The WTO says countries can't require technology transfers in exchange for allowing access to their markets, trade experts say.
Shifts Behind the Wall
In fact, Beijing's stance on Wi-Fi chips marks a striking shift. Over the past few years, the Chinese government has sought technical input from the likes of Texas Instruments (TXN:NYSE) and Nokia (NOK:NYSE) to help develop China's own cell-phone standard, known as TD-SCDMA, or time division synchronous code division multiple access.
The recent change of tone thus comes as an unwelcome surprise. Intel has publicly balked at Beijing's demands, no doubt a source of frustration after the chip giant has already spent some of last year's $300 million Centrino ad budget in China. Visitors to a Shanghai computer mall in December saw corridors bedecked with hanging promotional posters for Centrino.
Meanwhile, the WTO dispute over taxes filed by the Bush administration last week centers on the fact that China slaps a tax of 17% on imported semiconductors but, after rebates, only 3% on domestically designed and produced chips. The U.S. Trade Representative Robert Zoellick reckons that the import tax cost U.S. chipmakers $344 million last year.
"It certainly looks illegal," said J. David Richardson, professor of economics in the Maxwell School of Syracuse University. "But subsidies like these are a gray area."
Beijing argues that the tax doesn't discriminate, since foreign companies can become eligible for the full tax rebates if they agree to design and manufacture chips in China. Yet many chipmakers remain leery of moving advanced work to China, given that country's spotty record on intellectual property protection. In any case, the SIA maintains that China's tax policy violates its commitments as a member of the WTO, which prohibits countries from favoring domestic business.
U.S.-based trade experts and tech officials seem taken aback by the surge of protectionist feeling from China, given that many had believed the new generation of Beijing leaders was more supportive of open trade.
Yet the political situation in Beijing is far from straightforward, given apparent differences of opinion within China's sprawling bureaucracy. Last summer the Chinese seemed to be leaning toward quietly resolving the U.S. complaint over taxes, according to Scalise. One of China's government agencies had concluded that the higher tax in imported chips was unfair, he said. But in an unexpected shift, the government then backed off a decision that would have favored U.S. chipmakers.
Talks to resolve the chip trade dispute will get under way as early as this week, when the SIA meets with Chinese officials in Geneva. More formal government discussions will take place in Washington on April 21.

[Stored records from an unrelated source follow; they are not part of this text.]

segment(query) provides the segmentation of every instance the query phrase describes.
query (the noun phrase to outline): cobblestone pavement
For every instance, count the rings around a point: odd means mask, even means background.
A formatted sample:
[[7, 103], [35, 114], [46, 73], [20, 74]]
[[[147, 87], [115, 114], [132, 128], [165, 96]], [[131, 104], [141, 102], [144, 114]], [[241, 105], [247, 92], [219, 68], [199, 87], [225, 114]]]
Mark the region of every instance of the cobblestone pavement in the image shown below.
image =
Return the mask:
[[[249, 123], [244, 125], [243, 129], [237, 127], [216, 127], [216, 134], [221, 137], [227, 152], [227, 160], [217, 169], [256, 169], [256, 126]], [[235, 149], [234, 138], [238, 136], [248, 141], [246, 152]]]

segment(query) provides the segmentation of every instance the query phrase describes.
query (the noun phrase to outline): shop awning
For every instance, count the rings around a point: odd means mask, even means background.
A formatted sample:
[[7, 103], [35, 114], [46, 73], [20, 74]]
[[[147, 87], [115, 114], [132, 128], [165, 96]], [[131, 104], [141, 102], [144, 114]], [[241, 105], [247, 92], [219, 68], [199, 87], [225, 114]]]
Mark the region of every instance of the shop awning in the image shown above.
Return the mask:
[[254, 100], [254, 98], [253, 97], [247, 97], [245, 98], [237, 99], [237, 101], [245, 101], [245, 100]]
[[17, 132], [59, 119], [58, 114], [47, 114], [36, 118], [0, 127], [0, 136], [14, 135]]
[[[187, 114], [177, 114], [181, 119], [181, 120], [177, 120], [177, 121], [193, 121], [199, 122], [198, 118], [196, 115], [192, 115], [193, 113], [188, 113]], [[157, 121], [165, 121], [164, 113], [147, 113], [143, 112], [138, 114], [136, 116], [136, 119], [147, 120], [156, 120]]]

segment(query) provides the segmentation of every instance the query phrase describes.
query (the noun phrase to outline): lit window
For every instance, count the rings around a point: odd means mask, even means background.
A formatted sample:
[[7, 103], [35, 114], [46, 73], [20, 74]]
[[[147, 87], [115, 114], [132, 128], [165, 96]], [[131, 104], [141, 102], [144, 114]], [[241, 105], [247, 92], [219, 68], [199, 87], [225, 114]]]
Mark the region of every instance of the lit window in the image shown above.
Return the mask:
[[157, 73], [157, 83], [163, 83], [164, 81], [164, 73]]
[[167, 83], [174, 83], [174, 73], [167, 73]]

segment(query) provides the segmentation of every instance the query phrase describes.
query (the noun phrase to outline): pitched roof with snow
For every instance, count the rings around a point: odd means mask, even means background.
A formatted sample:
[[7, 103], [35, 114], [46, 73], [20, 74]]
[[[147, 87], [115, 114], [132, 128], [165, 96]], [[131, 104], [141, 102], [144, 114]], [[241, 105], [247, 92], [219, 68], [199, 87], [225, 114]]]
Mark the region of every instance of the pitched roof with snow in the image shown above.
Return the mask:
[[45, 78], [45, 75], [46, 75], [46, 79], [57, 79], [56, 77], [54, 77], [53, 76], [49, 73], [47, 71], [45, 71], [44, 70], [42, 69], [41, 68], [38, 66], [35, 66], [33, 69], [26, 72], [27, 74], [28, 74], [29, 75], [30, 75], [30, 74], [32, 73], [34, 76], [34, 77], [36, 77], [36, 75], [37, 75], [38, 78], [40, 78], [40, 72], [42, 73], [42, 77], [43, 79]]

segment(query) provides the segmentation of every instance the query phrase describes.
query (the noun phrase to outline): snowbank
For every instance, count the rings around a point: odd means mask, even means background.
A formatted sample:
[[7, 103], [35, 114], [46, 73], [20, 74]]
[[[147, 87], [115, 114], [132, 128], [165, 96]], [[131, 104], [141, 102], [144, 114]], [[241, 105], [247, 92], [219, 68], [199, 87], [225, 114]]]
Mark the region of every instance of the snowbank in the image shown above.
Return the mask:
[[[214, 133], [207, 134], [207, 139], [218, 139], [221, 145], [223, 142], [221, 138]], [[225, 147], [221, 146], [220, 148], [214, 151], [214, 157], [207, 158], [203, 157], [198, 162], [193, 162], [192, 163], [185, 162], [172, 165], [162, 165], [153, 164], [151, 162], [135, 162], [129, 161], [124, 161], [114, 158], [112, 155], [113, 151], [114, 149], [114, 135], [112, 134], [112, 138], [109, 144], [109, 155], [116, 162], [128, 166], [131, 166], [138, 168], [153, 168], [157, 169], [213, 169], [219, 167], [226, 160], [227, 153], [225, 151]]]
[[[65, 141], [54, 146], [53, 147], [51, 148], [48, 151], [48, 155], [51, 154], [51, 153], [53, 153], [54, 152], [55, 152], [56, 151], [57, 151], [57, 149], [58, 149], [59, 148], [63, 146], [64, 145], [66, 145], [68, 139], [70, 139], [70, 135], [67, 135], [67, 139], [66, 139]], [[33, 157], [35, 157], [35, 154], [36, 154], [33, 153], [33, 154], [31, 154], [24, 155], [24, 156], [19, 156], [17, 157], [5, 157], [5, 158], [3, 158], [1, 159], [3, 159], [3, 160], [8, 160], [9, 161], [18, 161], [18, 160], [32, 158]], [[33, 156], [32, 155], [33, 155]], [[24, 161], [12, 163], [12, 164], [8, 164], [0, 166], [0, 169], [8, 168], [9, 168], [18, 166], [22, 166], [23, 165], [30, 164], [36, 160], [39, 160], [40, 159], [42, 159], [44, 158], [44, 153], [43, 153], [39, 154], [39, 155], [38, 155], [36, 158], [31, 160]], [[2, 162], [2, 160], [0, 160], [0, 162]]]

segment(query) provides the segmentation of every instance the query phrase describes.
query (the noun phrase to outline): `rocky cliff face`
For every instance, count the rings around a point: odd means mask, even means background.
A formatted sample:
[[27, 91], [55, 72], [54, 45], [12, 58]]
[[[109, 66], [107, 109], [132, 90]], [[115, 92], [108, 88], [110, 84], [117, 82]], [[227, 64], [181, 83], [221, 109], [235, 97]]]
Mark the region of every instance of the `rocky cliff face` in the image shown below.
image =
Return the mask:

At least U.S. chipmakers are in a much better bargaining position with Beijing than their counterparts in more commodity markets, say trade experts. Intel and other Wi-Fi purveyors have something the Chinese want: advanced technology. That's not true for U.S. companies in the textile industry, for example, where trade tensions have also surfaced. Textile makers have already lost substantial business to China but can only compete on cost, where they operate at a disadvantage to low-cost Chinese rivals.
In contrast, "high-tech issues are ripe for diplomatic resolutions, because technology is an expanding pie," said Richardson. "There are enough gains in high-tech trade to spread between both parties and make everyone into a winner."
For Intel and other U.S. chipmakers that see China as a huge market for high-end fare like Wi-Fi, a resolution to the trade disputes can't come fast enough.